Purushottam Bhaskar Bhave (12 April 1910 – 13 August 1980) was an Indian writer, playwright, and novelist. Regarded as a pioneer of the Marathi new short story movement, his literary career spanned multiple genres, including short stories, novels, plays, essays, biographical sketches, film screenplays, and travelogues. He was also a noted orator and served as the president of major Marathi literary and theatrical conferences.

== Early life ==
Bhave was born on 12 April 1910 in Dhule. He spent his childhood in the Vidarbha region, and his personality fully developed during his time in Nagpur. He loved reading from an early age. He started writing at the age of fifteen with a short story titled Om Phas.

== Literary career ==
=== Short stories and essays ===
Bhave's short story Phukat was published in July 1931 in the periodical Kirloskar Khabar. However, his writing gained significant fame through his regular contributions to daily and weekly publications. His articles published in the Nagpur-based weekly Savdhan earned him widespread recognition due to their linguistic elegance and sharp brilliance.

In 1942, Bhave published a unique collection of essays titled Rakta Ani Ashru. He went on to publish several other acclaimed essay collections, including Waghnakhe (1961), Vitthala Panduranga (1973), Amarvel (1974), and Rangoli (1976). He also authored a well-known collection of character sketches titled Smarani (1974).

Recognized as a pioneer of the Marathi new short story, Bhave published a total of 27 short story collections. Some of his prominent short stories include Satarave Varsha, Simevar, Savlya, Swapna, Dhyas, Mukti, Roop, Pratarana, Putala, and Nauka. The stories within the Nauka collection, written against the backdrop of the Partition of India, achieved notable acclaim across the Marathi literary landscape. In addition to serious themes, Bhave effectively incorporated humour into his works, with his comic story Ice Cream being a notable example.

=== Novels and plays ===
Bhave published a total of 19 novels during his career. In works such as Akulina (1950) and Varshav (1955), he delicately portrayed the hardships and sufferings faced by women. His subsequent novels, including Aag (1961), Rohini (1962), Pinjra (1964), Maga Valun (1966), Sayankal (1968), and Vyadh (1969), focused on the depiction of human passions, desires, and the overarching influence of destiny.

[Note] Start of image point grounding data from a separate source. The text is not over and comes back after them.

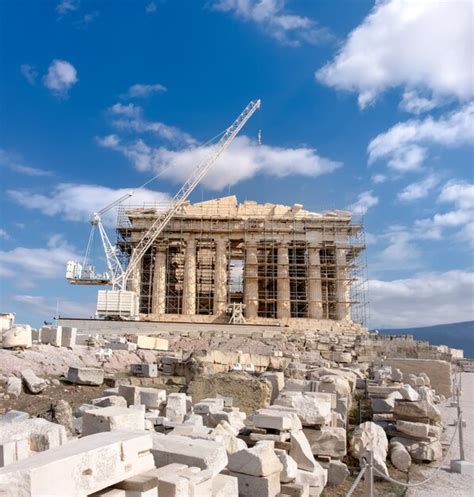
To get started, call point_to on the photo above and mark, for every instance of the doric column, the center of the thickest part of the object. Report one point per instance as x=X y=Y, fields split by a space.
x=283 y=282
x=343 y=306
x=220 y=277
x=251 y=280
x=159 y=281
x=315 y=297
x=189 y=283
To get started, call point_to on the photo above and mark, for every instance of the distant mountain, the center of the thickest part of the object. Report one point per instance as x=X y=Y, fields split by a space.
x=454 y=335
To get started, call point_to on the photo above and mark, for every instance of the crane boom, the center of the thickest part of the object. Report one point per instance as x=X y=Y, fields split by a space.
x=197 y=175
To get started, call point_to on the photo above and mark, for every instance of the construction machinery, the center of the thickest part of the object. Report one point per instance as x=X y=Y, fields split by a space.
x=120 y=302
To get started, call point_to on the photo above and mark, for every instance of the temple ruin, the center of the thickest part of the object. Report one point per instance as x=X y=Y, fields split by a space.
x=273 y=262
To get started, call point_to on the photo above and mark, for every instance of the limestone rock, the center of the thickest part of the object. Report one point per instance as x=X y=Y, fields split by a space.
x=409 y=393
x=417 y=430
x=85 y=376
x=63 y=415
x=260 y=460
x=32 y=382
x=313 y=408
x=300 y=451
x=248 y=392
x=18 y=336
x=327 y=441
x=399 y=456
x=370 y=436
x=14 y=386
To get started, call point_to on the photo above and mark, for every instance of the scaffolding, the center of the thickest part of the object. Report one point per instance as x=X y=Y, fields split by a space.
x=342 y=267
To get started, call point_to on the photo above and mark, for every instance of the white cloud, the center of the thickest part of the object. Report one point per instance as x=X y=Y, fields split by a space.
x=419 y=189
x=414 y=103
x=364 y=202
x=66 y=6
x=142 y=91
x=242 y=160
x=150 y=8
x=61 y=77
x=271 y=15
x=47 y=307
x=129 y=117
x=424 y=45
x=422 y=300
x=16 y=164
x=76 y=202
x=27 y=264
x=29 y=72
x=404 y=145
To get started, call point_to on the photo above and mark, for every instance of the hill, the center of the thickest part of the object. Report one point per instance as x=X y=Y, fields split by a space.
x=454 y=335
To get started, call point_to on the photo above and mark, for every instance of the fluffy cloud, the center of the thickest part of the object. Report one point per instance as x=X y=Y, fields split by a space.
x=242 y=160
x=26 y=264
x=271 y=15
x=364 y=202
x=46 y=307
x=150 y=8
x=404 y=145
x=422 y=300
x=76 y=202
x=61 y=77
x=130 y=118
x=423 y=45
x=142 y=91
x=419 y=189
x=66 y=6
x=15 y=163
x=29 y=72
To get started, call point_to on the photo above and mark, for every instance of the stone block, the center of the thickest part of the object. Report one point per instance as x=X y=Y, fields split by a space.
x=81 y=467
x=300 y=451
x=150 y=343
x=204 y=454
x=152 y=398
x=85 y=376
x=439 y=372
x=51 y=335
x=328 y=441
x=112 y=419
x=277 y=418
x=68 y=336
x=14 y=386
x=20 y=439
x=147 y=370
x=253 y=486
x=277 y=380
x=288 y=473
x=225 y=486
x=176 y=407
x=417 y=430
x=18 y=336
x=33 y=382
x=110 y=400
x=260 y=460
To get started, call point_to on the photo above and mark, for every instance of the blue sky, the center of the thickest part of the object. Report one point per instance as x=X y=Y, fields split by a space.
x=365 y=106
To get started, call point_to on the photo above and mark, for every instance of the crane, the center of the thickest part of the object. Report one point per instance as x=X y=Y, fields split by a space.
x=119 y=299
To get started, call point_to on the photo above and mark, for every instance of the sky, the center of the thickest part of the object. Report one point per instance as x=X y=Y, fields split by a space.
x=366 y=106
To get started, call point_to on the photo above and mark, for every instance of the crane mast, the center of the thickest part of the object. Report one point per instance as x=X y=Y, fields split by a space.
x=120 y=302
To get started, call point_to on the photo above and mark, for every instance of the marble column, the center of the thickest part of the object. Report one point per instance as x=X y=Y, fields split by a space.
x=220 y=277
x=251 y=280
x=189 y=283
x=159 y=281
x=343 y=306
x=283 y=282
x=315 y=297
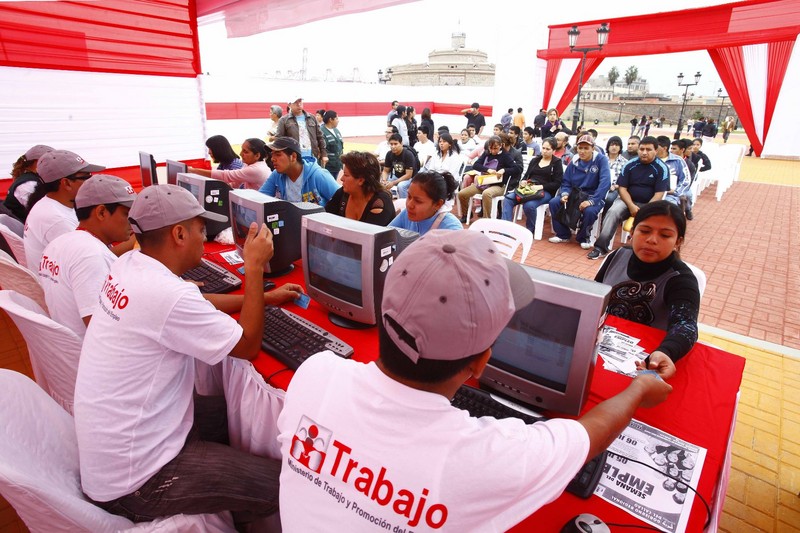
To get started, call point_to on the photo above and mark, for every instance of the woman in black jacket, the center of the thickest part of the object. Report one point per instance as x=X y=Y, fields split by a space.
x=544 y=170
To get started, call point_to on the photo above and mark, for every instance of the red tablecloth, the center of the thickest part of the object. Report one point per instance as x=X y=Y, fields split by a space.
x=700 y=409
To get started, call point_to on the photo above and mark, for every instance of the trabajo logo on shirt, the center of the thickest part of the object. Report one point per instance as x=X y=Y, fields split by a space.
x=309 y=447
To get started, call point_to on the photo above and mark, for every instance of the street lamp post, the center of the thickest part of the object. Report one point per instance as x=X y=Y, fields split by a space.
x=602 y=39
x=685 y=93
x=723 y=96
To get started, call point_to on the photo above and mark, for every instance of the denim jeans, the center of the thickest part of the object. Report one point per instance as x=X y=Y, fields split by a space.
x=617 y=213
x=205 y=477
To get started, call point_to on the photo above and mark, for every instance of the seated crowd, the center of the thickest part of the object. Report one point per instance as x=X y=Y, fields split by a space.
x=149 y=446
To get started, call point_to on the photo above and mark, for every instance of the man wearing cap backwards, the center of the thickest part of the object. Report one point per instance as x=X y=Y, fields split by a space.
x=141 y=454
x=296 y=179
x=379 y=444
x=75 y=265
x=304 y=129
x=589 y=172
x=25 y=181
x=51 y=206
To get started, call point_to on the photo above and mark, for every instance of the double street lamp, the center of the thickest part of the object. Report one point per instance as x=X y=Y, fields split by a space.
x=685 y=93
x=384 y=78
x=602 y=39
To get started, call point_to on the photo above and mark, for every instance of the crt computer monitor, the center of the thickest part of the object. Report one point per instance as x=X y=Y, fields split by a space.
x=173 y=169
x=212 y=195
x=147 y=167
x=345 y=263
x=282 y=219
x=545 y=356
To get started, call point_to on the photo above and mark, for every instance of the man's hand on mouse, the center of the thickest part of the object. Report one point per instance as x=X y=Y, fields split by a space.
x=283 y=294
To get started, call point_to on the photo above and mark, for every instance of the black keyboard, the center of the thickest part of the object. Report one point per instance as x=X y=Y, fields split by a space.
x=480 y=403
x=216 y=279
x=291 y=339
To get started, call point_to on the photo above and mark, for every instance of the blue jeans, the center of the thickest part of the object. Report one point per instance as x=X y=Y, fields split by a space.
x=528 y=207
x=588 y=218
x=205 y=477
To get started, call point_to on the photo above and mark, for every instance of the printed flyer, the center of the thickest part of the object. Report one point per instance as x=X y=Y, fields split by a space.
x=661 y=501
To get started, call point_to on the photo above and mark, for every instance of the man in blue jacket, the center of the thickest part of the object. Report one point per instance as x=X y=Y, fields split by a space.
x=589 y=172
x=296 y=179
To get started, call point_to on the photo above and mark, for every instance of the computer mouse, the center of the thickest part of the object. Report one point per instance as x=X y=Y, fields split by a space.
x=585 y=523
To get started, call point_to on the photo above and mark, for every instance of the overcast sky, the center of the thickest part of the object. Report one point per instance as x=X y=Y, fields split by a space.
x=406 y=33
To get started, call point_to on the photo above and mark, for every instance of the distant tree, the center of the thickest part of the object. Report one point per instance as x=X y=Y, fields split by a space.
x=613 y=76
x=631 y=75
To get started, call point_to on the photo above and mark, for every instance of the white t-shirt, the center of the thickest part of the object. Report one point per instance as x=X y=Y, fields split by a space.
x=133 y=396
x=71 y=272
x=47 y=220
x=361 y=450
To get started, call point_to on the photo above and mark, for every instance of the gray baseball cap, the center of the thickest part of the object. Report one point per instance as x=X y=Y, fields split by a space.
x=59 y=164
x=159 y=206
x=285 y=143
x=35 y=152
x=450 y=294
x=104 y=189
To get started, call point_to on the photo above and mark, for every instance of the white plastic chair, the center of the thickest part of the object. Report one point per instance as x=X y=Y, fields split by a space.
x=253 y=409
x=54 y=349
x=40 y=475
x=16 y=244
x=507 y=236
x=15 y=277
x=541 y=211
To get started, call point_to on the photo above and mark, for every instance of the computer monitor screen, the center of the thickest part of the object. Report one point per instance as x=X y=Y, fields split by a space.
x=334 y=267
x=212 y=195
x=345 y=264
x=539 y=350
x=281 y=217
x=147 y=167
x=545 y=356
x=173 y=168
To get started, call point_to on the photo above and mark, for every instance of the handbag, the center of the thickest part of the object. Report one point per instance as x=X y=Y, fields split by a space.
x=530 y=191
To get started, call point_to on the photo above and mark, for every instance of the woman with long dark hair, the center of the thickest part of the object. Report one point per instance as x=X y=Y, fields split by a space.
x=361 y=196
x=252 y=175
x=652 y=286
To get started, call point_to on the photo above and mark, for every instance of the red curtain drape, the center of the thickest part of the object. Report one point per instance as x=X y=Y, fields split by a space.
x=572 y=87
x=553 y=65
x=729 y=62
x=157 y=37
x=778 y=55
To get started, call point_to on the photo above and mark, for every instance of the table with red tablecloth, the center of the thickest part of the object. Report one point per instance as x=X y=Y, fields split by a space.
x=701 y=409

As a playwright, Bhave achieved success with notable plays such as Vishakanya (1943), Swamini (1956), and Maharani Padmini (1957). He also wrote the stories for the films Saubhagya and Maza Hoshil Ka?.

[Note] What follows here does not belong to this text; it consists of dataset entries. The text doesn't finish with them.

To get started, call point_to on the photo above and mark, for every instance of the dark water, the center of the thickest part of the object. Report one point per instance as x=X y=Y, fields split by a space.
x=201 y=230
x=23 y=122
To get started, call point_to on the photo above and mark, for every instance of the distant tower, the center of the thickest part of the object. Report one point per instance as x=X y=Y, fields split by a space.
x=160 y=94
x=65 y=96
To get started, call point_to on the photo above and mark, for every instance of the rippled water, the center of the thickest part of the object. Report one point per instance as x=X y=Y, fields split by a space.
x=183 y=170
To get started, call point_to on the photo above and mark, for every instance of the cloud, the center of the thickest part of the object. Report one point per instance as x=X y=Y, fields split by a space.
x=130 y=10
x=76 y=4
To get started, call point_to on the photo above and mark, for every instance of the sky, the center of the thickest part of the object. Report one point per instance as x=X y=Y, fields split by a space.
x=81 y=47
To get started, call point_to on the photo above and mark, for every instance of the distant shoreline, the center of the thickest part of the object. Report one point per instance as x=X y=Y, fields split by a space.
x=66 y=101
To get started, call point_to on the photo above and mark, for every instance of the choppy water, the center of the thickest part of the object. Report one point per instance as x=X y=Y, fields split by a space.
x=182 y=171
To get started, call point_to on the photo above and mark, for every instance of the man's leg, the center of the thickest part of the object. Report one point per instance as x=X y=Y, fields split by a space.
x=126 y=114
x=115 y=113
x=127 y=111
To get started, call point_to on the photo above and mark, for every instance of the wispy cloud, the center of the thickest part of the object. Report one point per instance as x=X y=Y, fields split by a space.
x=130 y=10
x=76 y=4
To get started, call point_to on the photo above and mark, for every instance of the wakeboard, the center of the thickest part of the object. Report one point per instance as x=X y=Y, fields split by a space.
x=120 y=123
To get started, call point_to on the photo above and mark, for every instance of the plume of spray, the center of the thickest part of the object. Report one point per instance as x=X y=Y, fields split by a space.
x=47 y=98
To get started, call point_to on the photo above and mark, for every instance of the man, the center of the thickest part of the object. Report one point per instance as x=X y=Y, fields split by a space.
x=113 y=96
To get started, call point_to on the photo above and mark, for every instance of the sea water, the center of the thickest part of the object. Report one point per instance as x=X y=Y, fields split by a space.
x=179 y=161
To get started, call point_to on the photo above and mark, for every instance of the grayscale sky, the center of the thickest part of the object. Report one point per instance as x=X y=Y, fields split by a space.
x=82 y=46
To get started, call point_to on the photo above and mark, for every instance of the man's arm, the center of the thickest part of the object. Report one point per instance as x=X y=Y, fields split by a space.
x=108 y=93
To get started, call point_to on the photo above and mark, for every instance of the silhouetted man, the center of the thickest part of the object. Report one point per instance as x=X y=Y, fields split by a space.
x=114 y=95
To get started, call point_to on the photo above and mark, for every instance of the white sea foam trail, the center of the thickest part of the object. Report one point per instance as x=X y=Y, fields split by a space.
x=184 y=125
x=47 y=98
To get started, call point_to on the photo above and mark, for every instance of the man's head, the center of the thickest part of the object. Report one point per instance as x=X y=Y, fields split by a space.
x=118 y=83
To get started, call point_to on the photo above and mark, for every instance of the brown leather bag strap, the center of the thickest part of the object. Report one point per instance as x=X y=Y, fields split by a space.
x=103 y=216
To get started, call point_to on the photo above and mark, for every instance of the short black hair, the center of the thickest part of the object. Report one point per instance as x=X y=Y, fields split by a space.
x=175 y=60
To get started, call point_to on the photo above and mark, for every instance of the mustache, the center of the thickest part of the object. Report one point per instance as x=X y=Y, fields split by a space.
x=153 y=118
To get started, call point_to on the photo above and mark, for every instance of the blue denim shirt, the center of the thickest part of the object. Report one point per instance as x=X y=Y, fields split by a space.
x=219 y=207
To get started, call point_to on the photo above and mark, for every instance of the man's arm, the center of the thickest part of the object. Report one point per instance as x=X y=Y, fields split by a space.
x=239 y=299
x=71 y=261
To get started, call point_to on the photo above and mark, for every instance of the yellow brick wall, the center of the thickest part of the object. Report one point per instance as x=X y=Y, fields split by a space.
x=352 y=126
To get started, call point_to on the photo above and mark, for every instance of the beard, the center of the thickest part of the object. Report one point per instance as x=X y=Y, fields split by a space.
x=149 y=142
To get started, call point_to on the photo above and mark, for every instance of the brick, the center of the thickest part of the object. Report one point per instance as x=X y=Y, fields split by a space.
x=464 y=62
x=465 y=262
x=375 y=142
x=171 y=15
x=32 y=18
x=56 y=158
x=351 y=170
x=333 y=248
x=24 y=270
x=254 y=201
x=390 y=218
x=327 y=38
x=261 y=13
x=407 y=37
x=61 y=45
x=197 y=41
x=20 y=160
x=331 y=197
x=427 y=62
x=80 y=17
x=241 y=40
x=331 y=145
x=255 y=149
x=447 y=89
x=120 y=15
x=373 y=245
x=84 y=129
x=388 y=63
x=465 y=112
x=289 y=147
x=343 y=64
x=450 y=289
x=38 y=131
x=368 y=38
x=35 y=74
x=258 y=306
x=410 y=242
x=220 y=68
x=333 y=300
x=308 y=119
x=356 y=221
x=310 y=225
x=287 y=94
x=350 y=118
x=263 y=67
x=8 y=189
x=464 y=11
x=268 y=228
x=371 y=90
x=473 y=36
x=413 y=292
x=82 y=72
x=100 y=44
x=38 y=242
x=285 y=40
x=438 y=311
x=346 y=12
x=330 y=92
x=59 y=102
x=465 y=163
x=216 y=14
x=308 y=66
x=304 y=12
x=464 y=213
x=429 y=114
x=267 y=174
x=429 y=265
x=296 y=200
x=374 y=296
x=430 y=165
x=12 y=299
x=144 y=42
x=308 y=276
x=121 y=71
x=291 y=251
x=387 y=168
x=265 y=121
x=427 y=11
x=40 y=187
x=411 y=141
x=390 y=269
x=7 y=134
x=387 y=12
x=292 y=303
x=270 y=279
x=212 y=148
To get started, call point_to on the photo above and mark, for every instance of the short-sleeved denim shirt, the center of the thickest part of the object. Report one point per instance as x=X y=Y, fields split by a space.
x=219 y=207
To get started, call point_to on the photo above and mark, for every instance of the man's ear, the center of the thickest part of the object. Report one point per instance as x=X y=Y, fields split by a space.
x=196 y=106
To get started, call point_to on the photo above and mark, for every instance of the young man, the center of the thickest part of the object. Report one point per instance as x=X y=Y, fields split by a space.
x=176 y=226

=== Travelogues and autobiography ===
Bhave authored travelogues, including Uttar Digvijay (1964–65) and Chitod Yatra (1968–69). His autobiography, titled Prathamapurushi Ekavachani, was published in 1980.

== Public roles and honours ==
In 1964, Bhave presided over the Marathi Natya Sammelan held in Ahmednagar. Later, in 1977, he was elected as the president of the Akhil Bharatiya Marathi Sahitya Sammelan held in Pune. Throughout his life, he was widely recognized as an exceptional orator.

== Views and ideology ==
Bhave's literary works reflect his strong support for traditional Indian culture and foundational life values. He was a staunch proponent of Hindutva and was significantly inspired by Vinayak Damodar Savarkar. He was strongly opposed to thoughts and practices that countered Hindu interests.

Bhave actively opposed social issues like caste discrimination, viewing it as an obstacle to the unity of Hindu society. While he held Hindutva and progressive viewpoints, assessments of his ideology indicate that he was not a dogmatic or rigid reactionary. He advocated for individual freedom and opposed licentiousness.

== Death ==
Bhave died on 13 August 1980 in Bombay.